What’s The Starting Point?
When we make plans for new offerings, we tend to do so assuming limited resources.
After all, very few organizations operate with limitless capital, people or other resources. So it makes sense for us to be realistic. Why waste time on planning for something that we’re simply not going to be able to execute?
The issue with this approach, though, is that it limits our ability to imagine what’s actually possible. We avoid the clean slate and the opportunity to envision a more efficient and valuable experience for the customer and instead replace it with incrementalism.
Put simply, we constrain our own ability to innovate. That’s not just a problem, it could end up becoming a tragedy for the business. Our incrementalist evolutionary approach could well get washed away by the revolution at large.
(After all, none us would ever give up those prized tactile keyboards on our mobile devices, would we?)

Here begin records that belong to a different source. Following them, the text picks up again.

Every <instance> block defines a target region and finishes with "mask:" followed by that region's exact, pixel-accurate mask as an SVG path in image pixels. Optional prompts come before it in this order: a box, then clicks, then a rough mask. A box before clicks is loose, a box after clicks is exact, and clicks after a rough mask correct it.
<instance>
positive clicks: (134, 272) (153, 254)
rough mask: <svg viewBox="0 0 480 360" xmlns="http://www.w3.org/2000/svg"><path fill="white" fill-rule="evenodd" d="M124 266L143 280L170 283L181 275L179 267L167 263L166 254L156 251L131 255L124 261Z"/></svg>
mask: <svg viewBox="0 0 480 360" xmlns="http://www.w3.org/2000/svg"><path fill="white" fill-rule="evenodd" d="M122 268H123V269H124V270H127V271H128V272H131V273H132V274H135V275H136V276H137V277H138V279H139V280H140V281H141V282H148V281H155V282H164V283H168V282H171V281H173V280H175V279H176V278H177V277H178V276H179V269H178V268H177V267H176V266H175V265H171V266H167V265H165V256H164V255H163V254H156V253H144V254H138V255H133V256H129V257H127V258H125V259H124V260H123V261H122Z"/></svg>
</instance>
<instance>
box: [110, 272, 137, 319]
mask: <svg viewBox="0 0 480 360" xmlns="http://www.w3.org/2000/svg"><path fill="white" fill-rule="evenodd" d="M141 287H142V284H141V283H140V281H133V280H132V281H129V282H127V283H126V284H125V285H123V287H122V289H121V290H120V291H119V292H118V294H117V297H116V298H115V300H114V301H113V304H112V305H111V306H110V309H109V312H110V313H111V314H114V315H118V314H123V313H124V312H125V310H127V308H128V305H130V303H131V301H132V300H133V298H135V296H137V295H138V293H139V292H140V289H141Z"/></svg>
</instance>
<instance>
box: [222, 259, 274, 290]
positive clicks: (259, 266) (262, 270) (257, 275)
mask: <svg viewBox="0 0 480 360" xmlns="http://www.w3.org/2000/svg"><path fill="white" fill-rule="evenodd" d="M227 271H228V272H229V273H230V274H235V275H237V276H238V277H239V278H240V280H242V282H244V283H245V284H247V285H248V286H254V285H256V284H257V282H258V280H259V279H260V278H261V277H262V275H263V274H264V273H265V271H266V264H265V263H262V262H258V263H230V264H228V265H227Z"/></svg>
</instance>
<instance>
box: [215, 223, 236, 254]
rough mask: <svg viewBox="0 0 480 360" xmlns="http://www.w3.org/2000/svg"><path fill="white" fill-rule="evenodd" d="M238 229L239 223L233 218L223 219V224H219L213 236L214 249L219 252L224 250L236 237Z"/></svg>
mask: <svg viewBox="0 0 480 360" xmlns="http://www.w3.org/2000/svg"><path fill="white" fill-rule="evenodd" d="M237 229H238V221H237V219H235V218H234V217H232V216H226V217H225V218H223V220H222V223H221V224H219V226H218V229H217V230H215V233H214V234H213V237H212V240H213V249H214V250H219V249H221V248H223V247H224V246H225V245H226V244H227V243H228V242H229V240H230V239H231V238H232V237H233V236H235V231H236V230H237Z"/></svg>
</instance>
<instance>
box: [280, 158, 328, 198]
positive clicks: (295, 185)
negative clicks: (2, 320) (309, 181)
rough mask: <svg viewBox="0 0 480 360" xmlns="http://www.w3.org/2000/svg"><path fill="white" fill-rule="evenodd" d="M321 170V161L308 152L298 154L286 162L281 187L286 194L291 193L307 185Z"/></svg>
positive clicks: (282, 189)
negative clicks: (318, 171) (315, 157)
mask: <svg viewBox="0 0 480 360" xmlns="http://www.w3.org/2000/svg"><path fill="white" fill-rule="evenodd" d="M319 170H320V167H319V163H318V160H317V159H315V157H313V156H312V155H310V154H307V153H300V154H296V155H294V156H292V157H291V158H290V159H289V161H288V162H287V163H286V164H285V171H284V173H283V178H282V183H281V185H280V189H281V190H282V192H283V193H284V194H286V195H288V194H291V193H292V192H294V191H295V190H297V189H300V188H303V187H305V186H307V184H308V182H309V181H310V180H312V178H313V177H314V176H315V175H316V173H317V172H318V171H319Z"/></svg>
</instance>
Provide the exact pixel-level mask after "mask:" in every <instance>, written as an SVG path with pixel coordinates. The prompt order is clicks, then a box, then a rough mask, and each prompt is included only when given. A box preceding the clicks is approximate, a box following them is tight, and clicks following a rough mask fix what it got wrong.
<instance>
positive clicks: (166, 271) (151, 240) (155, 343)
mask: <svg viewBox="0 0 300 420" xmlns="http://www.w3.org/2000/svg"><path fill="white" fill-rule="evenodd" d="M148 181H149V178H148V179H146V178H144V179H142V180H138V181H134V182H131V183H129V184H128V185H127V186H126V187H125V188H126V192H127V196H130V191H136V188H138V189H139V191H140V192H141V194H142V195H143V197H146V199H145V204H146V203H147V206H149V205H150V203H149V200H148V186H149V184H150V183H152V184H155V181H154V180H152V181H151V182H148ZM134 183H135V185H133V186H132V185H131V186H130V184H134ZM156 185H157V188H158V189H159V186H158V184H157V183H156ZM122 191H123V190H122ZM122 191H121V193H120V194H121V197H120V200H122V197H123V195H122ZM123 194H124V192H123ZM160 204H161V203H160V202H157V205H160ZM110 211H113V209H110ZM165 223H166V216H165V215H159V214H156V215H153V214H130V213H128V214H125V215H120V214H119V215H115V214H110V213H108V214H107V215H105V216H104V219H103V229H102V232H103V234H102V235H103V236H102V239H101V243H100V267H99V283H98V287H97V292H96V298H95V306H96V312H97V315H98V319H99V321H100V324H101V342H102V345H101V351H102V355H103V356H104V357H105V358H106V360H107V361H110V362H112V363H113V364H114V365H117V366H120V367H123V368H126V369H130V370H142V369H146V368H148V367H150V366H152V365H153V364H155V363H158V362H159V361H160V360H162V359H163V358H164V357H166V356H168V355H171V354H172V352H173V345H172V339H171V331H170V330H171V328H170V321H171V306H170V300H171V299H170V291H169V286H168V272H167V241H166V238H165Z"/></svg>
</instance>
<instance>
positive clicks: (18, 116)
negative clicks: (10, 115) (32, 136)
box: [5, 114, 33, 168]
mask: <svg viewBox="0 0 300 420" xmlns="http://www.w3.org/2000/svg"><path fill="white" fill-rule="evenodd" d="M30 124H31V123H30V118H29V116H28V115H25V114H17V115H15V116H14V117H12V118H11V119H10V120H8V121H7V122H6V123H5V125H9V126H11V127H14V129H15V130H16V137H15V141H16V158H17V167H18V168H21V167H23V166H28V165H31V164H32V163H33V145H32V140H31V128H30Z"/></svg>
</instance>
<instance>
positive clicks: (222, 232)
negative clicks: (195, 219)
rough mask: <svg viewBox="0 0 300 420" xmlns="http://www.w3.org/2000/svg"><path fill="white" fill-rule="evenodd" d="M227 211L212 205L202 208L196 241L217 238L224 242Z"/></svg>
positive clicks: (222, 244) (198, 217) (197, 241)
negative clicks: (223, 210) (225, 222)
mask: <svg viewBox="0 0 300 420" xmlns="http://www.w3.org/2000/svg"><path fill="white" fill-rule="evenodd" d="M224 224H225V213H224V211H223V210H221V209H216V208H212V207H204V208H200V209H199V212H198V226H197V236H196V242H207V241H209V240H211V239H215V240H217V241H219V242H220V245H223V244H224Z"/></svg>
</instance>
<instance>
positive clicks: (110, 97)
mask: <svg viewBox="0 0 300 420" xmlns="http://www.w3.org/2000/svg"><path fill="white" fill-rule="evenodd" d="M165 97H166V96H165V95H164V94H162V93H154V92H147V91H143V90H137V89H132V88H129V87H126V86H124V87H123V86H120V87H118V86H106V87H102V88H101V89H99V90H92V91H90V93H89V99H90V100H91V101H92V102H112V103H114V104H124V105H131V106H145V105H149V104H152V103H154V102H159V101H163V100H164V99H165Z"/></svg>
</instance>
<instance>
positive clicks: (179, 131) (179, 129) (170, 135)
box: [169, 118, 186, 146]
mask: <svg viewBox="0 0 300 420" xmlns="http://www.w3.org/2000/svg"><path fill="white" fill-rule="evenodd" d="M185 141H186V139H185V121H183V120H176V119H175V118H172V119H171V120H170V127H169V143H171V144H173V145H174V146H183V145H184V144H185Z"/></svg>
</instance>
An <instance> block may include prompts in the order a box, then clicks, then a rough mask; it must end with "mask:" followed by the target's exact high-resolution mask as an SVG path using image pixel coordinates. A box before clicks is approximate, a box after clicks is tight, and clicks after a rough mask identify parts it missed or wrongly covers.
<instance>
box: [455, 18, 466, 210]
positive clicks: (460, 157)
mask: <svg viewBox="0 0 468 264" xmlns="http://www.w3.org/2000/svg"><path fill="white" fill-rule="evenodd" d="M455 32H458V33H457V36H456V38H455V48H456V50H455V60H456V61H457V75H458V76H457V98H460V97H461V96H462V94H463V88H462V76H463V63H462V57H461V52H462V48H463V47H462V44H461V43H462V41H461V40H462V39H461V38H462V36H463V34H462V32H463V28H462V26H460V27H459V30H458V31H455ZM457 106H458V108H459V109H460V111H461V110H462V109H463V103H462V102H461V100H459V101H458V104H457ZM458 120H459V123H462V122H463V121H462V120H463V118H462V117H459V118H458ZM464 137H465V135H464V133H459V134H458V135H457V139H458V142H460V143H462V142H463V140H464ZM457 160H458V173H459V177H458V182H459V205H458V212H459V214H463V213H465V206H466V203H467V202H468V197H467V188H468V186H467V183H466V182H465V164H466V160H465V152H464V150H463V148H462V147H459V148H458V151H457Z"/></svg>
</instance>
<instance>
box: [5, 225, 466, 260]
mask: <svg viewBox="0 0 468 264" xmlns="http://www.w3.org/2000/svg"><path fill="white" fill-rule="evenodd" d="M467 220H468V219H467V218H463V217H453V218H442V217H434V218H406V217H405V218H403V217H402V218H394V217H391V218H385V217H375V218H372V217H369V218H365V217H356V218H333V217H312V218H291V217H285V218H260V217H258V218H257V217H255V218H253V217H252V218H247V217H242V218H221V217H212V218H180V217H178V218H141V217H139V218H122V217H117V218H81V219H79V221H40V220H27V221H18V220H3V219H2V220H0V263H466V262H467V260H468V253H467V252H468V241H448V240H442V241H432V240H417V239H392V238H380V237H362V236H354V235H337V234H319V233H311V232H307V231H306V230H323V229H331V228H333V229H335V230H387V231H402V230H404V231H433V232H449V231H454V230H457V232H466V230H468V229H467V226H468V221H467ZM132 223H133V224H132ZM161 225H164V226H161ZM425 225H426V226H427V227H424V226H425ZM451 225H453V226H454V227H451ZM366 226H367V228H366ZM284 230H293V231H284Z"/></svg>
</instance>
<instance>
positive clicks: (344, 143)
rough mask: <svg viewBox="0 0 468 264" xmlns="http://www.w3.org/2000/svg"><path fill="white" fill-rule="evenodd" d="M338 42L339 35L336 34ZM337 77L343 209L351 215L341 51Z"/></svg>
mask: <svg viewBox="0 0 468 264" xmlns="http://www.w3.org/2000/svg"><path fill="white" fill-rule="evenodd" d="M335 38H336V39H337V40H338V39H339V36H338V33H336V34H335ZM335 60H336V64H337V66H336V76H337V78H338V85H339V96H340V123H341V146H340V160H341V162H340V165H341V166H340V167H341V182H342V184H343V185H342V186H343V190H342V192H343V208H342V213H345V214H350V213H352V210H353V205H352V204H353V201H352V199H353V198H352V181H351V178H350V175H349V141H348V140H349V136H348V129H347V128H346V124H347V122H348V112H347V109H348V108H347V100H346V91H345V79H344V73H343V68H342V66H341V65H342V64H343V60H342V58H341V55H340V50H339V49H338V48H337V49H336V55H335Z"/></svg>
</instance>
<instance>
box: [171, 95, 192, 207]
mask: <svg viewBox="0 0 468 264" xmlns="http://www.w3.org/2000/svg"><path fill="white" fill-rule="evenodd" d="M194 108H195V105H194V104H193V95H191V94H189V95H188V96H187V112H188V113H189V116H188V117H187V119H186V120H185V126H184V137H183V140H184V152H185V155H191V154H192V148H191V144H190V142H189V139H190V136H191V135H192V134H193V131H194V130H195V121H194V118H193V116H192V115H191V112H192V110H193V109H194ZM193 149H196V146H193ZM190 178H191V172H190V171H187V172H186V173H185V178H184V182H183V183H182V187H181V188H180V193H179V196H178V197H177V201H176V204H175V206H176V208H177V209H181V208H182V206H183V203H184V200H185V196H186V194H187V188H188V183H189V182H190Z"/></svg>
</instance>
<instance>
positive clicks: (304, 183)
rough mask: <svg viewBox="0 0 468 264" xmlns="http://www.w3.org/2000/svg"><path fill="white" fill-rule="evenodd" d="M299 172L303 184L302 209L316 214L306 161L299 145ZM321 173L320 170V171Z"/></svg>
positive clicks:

More to the point, we need to - at the very least - know what the revolution is about and where it’s actually happening. We need to understand if there’s a better way of delivering what we’re doing. One that might not just nudge our markets forward but shift their basis entirely. So, starting from a blank slate and a mindset of limitless potential is a critical planning mindset.
Of course, we do certainly have constraints we need to live with. We will indeed have to build with what we actually have or can get reasonable access to.
But the unlimited resources mindset tells us where we need to be and the challenge that’s ahead of us. It tells us whether we need to think far bigger or more differently. It might also tell us that perhaps we need to shift the basis of competition entirely (that is, find a new game to go play).
So the real question to ask isn’t tell me what we need to do to make money, but rather tell us what we need to do to win for the long term?